- IMF says UAE to run first fiscal deficit since 2009
- Growth for 2015 projects to be 3.4 per cent
- Falling oil prices and subdued real estate have had an impact
An IMF mission has visited the UAE for its annual Article IV discussions. At the end of the mission the IMF said the UAE will run a fiscal deficit for the first time since 2009, and economic growth for 2015 is expected to be 3.4 per cent.

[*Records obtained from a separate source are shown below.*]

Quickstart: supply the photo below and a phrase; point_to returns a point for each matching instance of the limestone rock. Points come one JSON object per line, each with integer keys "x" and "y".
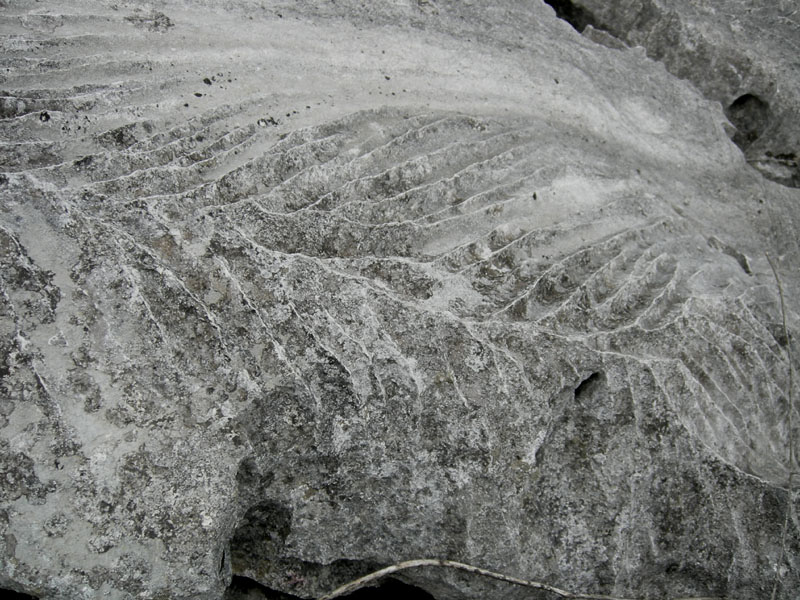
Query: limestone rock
{"x": 292, "y": 291}
{"x": 741, "y": 54}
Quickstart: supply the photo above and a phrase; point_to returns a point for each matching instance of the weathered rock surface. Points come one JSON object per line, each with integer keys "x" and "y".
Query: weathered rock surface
{"x": 742, "y": 54}
{"x": 293, "y": 291}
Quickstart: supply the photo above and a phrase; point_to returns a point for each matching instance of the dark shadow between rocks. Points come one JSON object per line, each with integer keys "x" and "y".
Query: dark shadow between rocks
{"x": 244, "y": 588}
{"x": 12, "y": 595}
{"x": 388, "y": 589}
{"x": 750, "y": 115}
{"x": 577, "y": 16}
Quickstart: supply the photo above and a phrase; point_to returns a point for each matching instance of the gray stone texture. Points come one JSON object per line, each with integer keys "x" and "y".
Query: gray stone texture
{"x": 292, "y": 291}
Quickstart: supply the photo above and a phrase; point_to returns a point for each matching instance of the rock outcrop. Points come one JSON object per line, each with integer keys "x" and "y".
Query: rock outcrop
{"x": 742, "y": 55}
{"x": 292, "y": 291}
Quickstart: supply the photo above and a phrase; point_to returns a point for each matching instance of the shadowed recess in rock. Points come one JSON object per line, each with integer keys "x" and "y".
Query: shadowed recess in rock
{"x": 12, "y": 595}
{"x": 750, "y": 115}
{"x": 577, "y": 16}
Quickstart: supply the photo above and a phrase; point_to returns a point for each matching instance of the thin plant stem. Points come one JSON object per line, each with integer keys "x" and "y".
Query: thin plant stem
{"x": 366, "y": 580}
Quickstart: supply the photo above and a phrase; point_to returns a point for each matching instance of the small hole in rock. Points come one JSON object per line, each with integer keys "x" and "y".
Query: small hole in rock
{"x": 587, "y": 385}
{"x": 244, "y": 588}
{"x": 750, "y": 115}
{"x": 577, "y": 16}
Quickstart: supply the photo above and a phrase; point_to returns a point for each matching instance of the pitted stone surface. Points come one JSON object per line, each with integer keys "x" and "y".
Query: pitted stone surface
{"x": 295, "y": 291}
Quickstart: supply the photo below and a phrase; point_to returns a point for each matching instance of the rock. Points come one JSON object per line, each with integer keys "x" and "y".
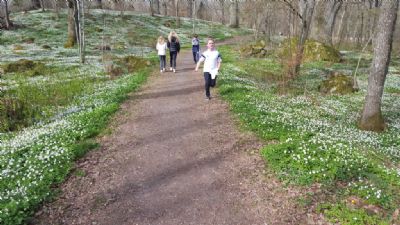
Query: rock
{"x": 337, "y": 84}
{"x": 313, "y": 51}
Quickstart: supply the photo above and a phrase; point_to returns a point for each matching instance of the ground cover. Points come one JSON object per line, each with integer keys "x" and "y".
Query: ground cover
{"x": 52, "y": 107}
{"x": 314, "y": 137}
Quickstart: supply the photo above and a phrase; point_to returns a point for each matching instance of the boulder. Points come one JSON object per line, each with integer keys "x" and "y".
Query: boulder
{"x": 337, "y": 83}
{"x": 313, "y": 51}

with the decline in oil prices, the fiscal balance this year is projected to turn negative for the first time since 2009 to record a deficit of 2.3 per cent of GDP, and fiscal expansion over the last few years has increased vulnerability to oil prices and moved the fiscal position away from the level consistent with inter-generational equity. The current account surplus is also projected to decline substantially, to 4.1 percent of GDP, said Zeine Zeidane, who led the IMF mission to the UAE.
The decline in oil prices has also impacted growth, along with a subdued real estate market.

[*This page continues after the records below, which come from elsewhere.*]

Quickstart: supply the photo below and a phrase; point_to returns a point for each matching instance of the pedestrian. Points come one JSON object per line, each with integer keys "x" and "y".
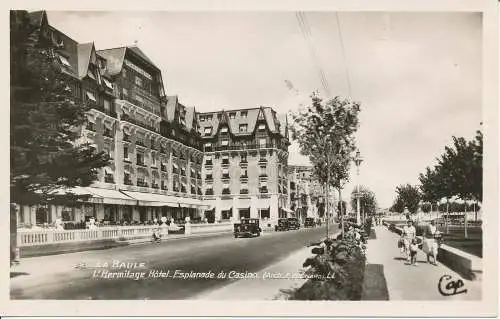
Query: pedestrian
{"x": 408, "y": 234}
{"x": 431, "y": 243}
{"x": 413, "y": 252}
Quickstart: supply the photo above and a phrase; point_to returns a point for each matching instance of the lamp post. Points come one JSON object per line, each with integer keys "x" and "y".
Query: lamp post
{"x": 358, "y": 160}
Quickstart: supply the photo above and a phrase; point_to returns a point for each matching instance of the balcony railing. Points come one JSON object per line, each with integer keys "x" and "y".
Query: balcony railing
{"x": 101, "y": 108}
{"x": 131, "y": 120}
{"x": 109, "y": 179}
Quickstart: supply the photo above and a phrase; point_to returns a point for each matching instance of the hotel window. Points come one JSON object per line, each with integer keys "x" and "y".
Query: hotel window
{"x": 125, "y": 152}
{"x": 262, "y": 171}
{"x": 90, "y": 97}
{"x": 90, "y": 74}
{"x": 107, "y": 83}
{"x": 262, "y": 142}
{"x": 208, "y": 160}
{"x": 107, "y": 106}
{"x": 225, "y": 189}
{"x": 138, "y": 81}
{"x": 64, "y": 61}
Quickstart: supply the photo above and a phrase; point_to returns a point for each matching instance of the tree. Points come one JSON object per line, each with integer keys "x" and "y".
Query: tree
{"x": 407, "y": 196}
{"x": 325, "y": 133}
{"x": 367, "y": 201}
{"x": 46, "y": 121}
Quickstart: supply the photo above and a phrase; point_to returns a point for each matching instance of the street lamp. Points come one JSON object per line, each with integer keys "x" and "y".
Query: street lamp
{"x": 358, "y": 160}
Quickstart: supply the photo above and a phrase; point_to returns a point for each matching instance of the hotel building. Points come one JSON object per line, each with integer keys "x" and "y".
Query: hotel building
{"x": 166, "y": 158}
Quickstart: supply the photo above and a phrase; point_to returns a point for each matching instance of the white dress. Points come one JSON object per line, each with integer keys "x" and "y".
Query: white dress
{"x": 431, "y": 246}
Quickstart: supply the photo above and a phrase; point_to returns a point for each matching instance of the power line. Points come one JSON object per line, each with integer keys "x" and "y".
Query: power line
{"x": 306, "y": 33}
{"x": 343, "y": 54}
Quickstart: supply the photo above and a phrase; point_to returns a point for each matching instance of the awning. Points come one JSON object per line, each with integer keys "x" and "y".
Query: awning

The outlook for economic activity is expected to moderate with non-hydrocarbon growth projected at 3.4 per cent in 2015 amid lower oil prices and an appreciation of the real effective exchange rate, said Zeidane. Sales prices in the real estate market have stabilised, but increases in rents more than offset the dampening effect of US dollar appreciation on imported prices, pushing up inflation, which is expected to reach 3.8 per cent on average in 2015.

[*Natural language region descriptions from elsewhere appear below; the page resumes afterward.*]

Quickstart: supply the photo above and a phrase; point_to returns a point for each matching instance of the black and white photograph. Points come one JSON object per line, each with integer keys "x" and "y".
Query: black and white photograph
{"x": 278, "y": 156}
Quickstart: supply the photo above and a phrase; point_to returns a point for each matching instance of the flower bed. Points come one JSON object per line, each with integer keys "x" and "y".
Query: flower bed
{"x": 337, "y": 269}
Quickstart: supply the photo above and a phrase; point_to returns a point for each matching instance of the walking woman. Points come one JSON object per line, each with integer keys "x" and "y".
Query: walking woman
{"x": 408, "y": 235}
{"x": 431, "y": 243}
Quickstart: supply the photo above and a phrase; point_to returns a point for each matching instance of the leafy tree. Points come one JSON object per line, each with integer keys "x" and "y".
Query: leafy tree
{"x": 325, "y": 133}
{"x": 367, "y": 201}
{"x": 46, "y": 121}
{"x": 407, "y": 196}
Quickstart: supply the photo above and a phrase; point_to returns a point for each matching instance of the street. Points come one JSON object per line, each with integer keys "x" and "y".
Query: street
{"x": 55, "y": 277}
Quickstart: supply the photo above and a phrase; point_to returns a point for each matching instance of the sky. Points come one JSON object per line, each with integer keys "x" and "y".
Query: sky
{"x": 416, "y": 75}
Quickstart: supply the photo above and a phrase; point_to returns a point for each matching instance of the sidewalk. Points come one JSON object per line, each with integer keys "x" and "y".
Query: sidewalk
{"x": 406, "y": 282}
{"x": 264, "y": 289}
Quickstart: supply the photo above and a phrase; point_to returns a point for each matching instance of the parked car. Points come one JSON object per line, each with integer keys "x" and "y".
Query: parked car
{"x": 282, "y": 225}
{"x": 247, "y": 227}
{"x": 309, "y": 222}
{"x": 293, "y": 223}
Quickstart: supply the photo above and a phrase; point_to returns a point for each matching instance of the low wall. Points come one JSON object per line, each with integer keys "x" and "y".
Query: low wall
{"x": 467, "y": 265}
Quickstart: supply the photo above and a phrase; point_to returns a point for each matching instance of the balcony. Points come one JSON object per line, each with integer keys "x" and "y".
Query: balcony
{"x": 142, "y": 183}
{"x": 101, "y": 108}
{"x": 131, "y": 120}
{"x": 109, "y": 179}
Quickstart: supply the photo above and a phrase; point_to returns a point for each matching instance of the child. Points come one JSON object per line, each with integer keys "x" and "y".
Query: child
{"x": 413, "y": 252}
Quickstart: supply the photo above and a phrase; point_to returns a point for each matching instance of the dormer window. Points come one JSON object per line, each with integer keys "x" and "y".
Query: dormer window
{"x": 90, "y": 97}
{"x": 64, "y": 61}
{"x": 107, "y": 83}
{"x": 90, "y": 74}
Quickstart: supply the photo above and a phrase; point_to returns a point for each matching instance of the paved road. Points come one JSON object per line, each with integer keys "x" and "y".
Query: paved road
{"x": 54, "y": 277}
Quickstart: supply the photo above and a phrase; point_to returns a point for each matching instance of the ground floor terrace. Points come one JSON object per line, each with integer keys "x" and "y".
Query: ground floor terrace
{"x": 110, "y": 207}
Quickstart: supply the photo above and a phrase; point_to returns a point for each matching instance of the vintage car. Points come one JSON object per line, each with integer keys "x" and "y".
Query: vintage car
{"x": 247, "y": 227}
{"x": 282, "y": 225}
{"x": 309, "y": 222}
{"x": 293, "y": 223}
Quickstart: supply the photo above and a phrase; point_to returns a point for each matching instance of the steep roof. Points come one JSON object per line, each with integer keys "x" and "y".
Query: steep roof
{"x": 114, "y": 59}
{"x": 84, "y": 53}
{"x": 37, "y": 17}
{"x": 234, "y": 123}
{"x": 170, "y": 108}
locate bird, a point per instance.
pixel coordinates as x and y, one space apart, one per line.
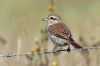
59 33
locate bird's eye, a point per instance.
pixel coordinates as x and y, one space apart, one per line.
52 18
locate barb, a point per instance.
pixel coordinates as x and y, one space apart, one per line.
46 52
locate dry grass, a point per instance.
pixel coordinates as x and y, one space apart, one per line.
22 18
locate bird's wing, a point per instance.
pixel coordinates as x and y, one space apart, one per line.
60 30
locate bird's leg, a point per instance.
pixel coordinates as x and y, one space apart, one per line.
68 49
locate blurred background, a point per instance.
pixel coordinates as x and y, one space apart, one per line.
22 30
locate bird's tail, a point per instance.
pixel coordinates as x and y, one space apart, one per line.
73 43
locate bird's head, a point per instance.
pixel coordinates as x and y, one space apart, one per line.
53 19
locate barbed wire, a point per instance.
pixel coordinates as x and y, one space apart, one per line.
45 52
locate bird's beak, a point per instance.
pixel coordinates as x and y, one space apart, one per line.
45 19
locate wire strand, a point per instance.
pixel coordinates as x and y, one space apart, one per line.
45 52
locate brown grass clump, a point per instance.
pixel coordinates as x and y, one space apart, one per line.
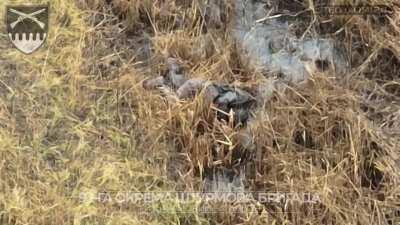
75 120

The Article IV consultation will result in a report that will discussed by the IMF Executive Board tentatively scheduled for July 2015.
UAE Economy Minister Sultan bin Saeed al-Mansouri told MEED in late April that economic growth for 2015 would be 3.5 per cent. I have mentioned some [growth] figures before, and it depends of course on what happens with oil prices because 30 per cent of the GDP of the UAE still comes from oil, but if I put my finger on one figure for now, it is 3.5 per cent, he said.